Run the sanitizer against a context that is missing every optional key and assert that it produces the expected defaults:

# flagd dry-run: minimal context — confirm defaults fire correct variant
curl -sf -X POST http://localhost:8013/schema.v1.Service/ResolveBoolean \
  -H 'Content-Type: application/json' \
  -d '{
    "flagKey": "api.search.semantic-rerank",
    "context": { "targetingKey": "anon-0001", "environment": "prod" }
  }' | jq -e '.reason == "DEFAULT" or .reason == "TARGETING_MATCH"'

Also assert in your test suite that detectMissingAttributes fires a metric when tenantTier is absent, and that sanitize_context does not overwrite a value that is present.

Gotchas & Edge Cases

Troubleshooting & FAQ

Why does the flag return the default variant even though I can see the attribute in the request body?

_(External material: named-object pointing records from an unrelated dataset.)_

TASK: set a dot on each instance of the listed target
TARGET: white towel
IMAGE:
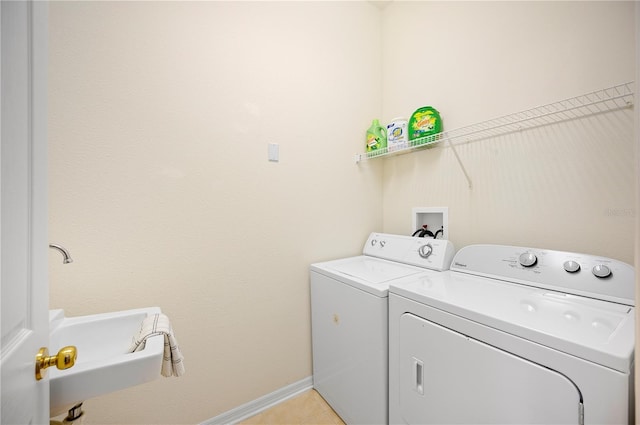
(158, 324)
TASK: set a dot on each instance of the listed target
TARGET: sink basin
(103, 364)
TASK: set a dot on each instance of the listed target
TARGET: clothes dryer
(514, 335)
(349, 319)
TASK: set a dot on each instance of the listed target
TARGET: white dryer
(349, 320)
(514, 335)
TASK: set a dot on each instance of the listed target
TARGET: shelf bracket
(464, 170)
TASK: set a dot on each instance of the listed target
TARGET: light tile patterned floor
(308, 408)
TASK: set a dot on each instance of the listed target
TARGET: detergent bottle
(376, 137)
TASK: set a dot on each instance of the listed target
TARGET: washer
(349, 320)
(514, 335)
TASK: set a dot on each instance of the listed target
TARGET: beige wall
(569, 186)
(160, 187)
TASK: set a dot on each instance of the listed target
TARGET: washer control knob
(571, 266)
(601, 271)
(425, 250)
(528, 259)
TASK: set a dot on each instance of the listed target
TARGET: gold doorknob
(65, 359)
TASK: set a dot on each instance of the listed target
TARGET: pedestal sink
(103, 364)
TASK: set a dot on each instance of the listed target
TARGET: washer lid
(367, 273)
(595, 330)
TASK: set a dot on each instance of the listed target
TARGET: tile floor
(308, 408)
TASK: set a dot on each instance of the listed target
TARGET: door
(447, 377)
(24, 296)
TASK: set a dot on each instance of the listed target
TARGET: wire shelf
(597, 102)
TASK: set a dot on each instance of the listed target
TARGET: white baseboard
(258, 405)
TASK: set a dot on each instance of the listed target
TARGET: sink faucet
(65, 254)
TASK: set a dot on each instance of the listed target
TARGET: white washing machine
(349, 320)
(514, 335)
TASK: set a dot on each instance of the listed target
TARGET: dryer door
(447, 377)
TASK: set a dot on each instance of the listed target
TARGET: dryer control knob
(571, 266)
(601, 271)
(425, 250)
(528, 259)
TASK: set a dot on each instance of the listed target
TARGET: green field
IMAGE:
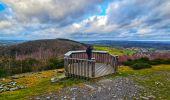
(115, 51)
(155, 80)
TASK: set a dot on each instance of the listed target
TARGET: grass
(155, 80)
(115, 51)
(37, 84)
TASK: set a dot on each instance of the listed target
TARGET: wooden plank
(93, 69)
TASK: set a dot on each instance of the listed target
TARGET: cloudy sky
(85, 19)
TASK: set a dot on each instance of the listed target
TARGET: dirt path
(106, 89)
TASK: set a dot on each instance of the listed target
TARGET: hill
(40, 49)
(160, 45)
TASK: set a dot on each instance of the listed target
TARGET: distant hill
(41, 49)
(161, 45)
(10, 42)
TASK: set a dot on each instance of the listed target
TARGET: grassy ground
(37, 84)
(115, 51)
(155, 81)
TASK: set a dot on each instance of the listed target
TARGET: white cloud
(5, 24)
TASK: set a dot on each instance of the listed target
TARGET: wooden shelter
(77, 65)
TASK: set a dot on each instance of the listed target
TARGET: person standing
(89, 52)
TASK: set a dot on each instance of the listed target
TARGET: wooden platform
(101, 69)
(77, 65)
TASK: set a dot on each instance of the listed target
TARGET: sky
(85, 19)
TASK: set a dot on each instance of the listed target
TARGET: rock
(14, 77)
(151, 97)
(15, 88)
(54, 79)
(48, 97)
(72, 89)
(37, 98)
(89, 86)
(73, 98)
(144, 98)
(60, 71)
(99, 89)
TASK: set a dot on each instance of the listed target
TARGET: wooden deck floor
(103, 69)
(100, 70)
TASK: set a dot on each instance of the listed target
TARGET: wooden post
(66, 66)
(116, 61)
(93, 69)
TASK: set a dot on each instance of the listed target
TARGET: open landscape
(84, 49)
(127, 83)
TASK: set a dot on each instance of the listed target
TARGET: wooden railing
(77, 64)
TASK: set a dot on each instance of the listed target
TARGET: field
(154, 81)
(115, 51)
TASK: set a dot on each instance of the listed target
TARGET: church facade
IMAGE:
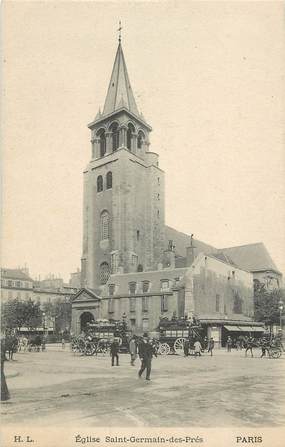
(133, 266)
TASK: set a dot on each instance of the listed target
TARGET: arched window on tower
(140, 139)
(102, 136)
(104, 272)
(115, 136)
(105, 225)
(131, 130)
(109, 180)
(99, 183)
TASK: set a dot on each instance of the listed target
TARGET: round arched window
(105, 225)
(99, 183)
(104, 272)
(109, 180)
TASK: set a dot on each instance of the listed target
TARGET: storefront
(220, 330)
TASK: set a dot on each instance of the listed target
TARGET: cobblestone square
(227, 390)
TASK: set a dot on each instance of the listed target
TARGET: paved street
(57, 387)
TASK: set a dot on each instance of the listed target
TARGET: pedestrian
(229, 343)
(5, 395)
(249, 346)
(146, 352)
(206, 341)
(133, 350)
(197, 348)
(211, 346)
(186, 347)
(264, 347)
(114, 351)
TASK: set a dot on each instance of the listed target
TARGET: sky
(209, 79)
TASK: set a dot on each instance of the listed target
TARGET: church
(133, 265)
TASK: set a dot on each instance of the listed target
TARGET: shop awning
(257, 329)
(246, 329)
(232, 328)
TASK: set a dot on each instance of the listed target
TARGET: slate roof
(252, 257)
(182, 240)
(15, 274)
(93, 293)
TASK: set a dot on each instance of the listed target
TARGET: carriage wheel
(179, 346)
(275, 353)
(164, 349)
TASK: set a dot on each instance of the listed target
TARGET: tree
(60, 312)
(16, 314)
(266, 304)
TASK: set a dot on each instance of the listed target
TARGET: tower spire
(119, 30)
(120, 90)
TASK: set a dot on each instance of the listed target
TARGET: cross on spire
(119, 30)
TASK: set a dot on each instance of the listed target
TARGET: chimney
(190, 252)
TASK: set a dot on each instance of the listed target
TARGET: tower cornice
(114, 114)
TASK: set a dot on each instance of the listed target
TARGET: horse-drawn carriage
(175, 332)
(99, 336)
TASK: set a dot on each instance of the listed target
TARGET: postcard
(142, 288)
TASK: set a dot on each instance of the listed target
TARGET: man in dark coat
(4, 389)
(211, 346)
(114, 351)
(249, 346)
(146, 351)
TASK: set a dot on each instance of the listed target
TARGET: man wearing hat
(146, 351)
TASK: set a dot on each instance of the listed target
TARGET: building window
(105, 225)
(131, 130)
(164, 283)
(109, 180)
(140, 139)
(146, 286)
(114, 262)
(99, 183)
(145, 304)
(164, 303)
(115, 136)
(104, 272)
(134, 259)
(111, 305)
(102, 137)
(132, 304)
(132, 287)
(145, 325)
(111, 289)
(237, 307)
(217, 303)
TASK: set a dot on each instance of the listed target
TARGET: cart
(174, 333)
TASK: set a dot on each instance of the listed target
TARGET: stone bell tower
(123, 209)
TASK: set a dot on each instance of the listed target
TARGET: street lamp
(280, 306)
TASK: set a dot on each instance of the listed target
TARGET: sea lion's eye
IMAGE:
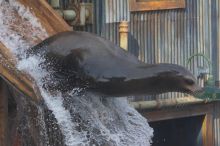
(189, 81)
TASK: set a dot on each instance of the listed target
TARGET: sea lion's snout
(191, 86)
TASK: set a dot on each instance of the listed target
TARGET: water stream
(83, 119)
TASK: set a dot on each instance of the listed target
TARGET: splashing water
(83, 119)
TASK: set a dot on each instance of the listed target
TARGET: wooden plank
(177, 112)
(149, 5)
(3, 114)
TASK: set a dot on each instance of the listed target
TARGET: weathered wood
(178, 112)
(3, 114)
(158, 104)
(142, 5)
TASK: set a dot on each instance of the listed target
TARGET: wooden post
(123, 32)
(3, 114)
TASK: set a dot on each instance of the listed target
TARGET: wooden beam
(177, 112)
(146, 5)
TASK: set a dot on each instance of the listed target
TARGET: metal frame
(156, 5)
(187, 111)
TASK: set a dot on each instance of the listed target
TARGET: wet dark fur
(84, 60)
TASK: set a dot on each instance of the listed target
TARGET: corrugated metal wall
(169, 36)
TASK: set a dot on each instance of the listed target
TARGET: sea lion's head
(175, 78)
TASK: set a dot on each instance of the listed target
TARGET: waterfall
(83, 119)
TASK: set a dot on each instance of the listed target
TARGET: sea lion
(84, 60)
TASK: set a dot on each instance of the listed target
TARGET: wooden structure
(149, 5)
(199, 119)
(53, 24)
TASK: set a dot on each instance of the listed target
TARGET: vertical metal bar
(3, 114)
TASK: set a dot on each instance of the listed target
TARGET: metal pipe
(123, 34)
(157, 104)
(3, 114)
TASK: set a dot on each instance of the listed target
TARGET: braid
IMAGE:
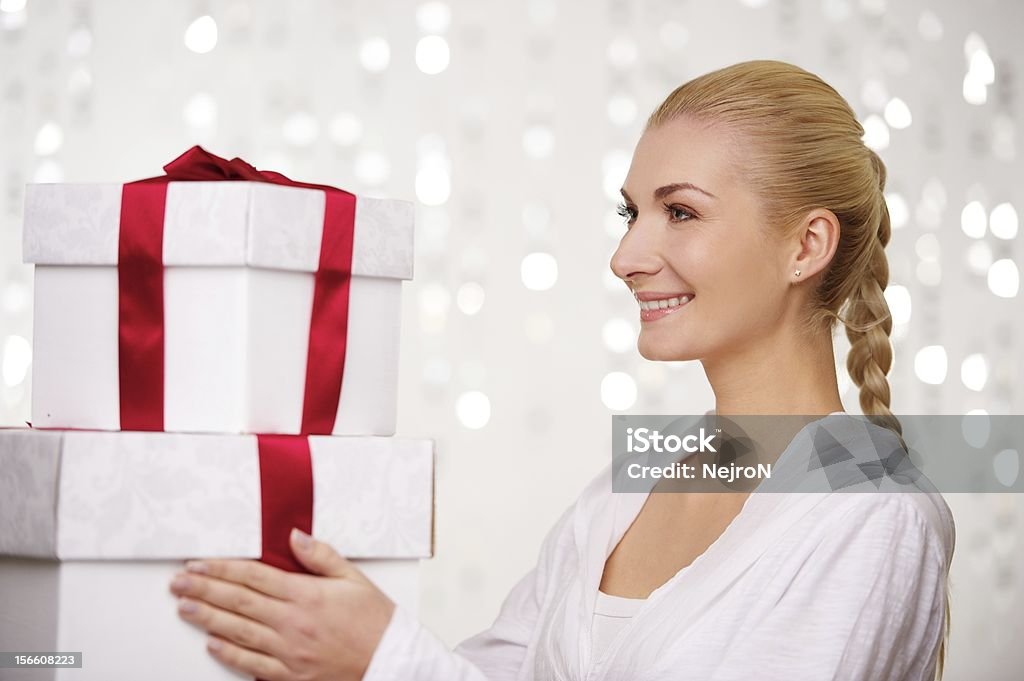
(868, 325)
(868, 322)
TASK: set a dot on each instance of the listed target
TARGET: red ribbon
(286, 471)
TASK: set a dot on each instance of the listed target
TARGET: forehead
(684, 150)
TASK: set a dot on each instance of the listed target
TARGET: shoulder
(919, 524)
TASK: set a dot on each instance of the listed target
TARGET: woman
(755, 209)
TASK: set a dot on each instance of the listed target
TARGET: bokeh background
(511, 125)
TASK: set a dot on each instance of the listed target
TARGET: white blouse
(611, 613)
(799, 586)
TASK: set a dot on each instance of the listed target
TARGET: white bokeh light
(1004, 279)
(434, 303)
(432, 54)
(48, 171)
(898, 114)
(433, 184)
(372, 167)
(469, 298)
(201, 36)
(898, 299)
(973, 219)
(473, 409)
(433, 16)
(16, 357)
(1003, 221)
(538, 140)
(619, 391)
(539, 271)
(619, 335)
(930, 365)
(614, 166)
(876, 132)
(345, 129)
(375, 53)
(49, 137)
(974, 372)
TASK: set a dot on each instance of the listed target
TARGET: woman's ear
(816, 245)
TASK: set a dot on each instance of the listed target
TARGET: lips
(657, 307)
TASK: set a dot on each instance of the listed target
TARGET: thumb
(318, 557)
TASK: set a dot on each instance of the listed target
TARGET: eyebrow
(663, 192)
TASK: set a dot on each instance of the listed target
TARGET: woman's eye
(678, 213)
(626, 213)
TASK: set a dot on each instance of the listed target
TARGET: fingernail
(303, 540)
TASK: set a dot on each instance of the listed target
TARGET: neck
(781, 374)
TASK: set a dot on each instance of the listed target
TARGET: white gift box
(94, 524)
(240, 260)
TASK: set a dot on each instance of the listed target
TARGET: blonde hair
(808, 153)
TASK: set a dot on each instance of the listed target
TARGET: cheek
(738, 283)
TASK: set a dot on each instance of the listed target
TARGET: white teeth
(665, 303)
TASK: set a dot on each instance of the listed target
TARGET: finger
(318, 557)
(241, 631)
(251, 663)
(230, 596)
(262, 578)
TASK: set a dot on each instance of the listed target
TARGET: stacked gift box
(215, 355)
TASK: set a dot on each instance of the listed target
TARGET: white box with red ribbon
(216, 305)
(93, 525)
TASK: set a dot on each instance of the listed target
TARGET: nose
(636, 257)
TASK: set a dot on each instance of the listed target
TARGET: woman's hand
(281, 626)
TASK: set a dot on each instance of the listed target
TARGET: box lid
(217, 223)
(91, 495)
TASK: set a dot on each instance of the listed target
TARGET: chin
(665, 351)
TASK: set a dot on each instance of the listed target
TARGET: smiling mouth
(665, 303)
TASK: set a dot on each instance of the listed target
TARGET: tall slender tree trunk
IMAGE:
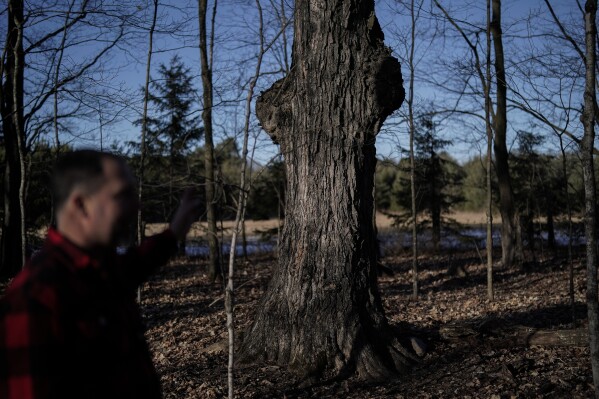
(489, 129)
(590, 193)
(13, 242)
(410, 102)
(144, 126)
(322, 314)
(214, 268)
(509, 218)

The attribute was present in the HTTP body but was stripped at the API gateway, message broker, or by schema additionalProperties: false. Log the full serialized context at the SDK evaluation boundary — not earlier — to confirm what actually reached the rule engine.

How do I distinguish an intentional default from a silent fallback caused by a missing attribute?

Inspect the evaluation reason field in the SDK response. DEFAULT with no error code means the SDK used its code-supplied default; DEFAULT with errorCode: GENERAL or a missing key in the context usually means the rule fell through. Emit the reason as a metric label so you can graph intentional-default versus fallback-default rates separately.

Do I need the sanitizer if I already have JSON Schema validation at the gateway?

Yes, as a defense-in-depth layer. Gateway validation catches malformed inbound payloads; the sanitizer handles attributes that disappear inside your service — for example, an enrichment source that times out after the gateway already passed the request through. They protect different points in the pipeline.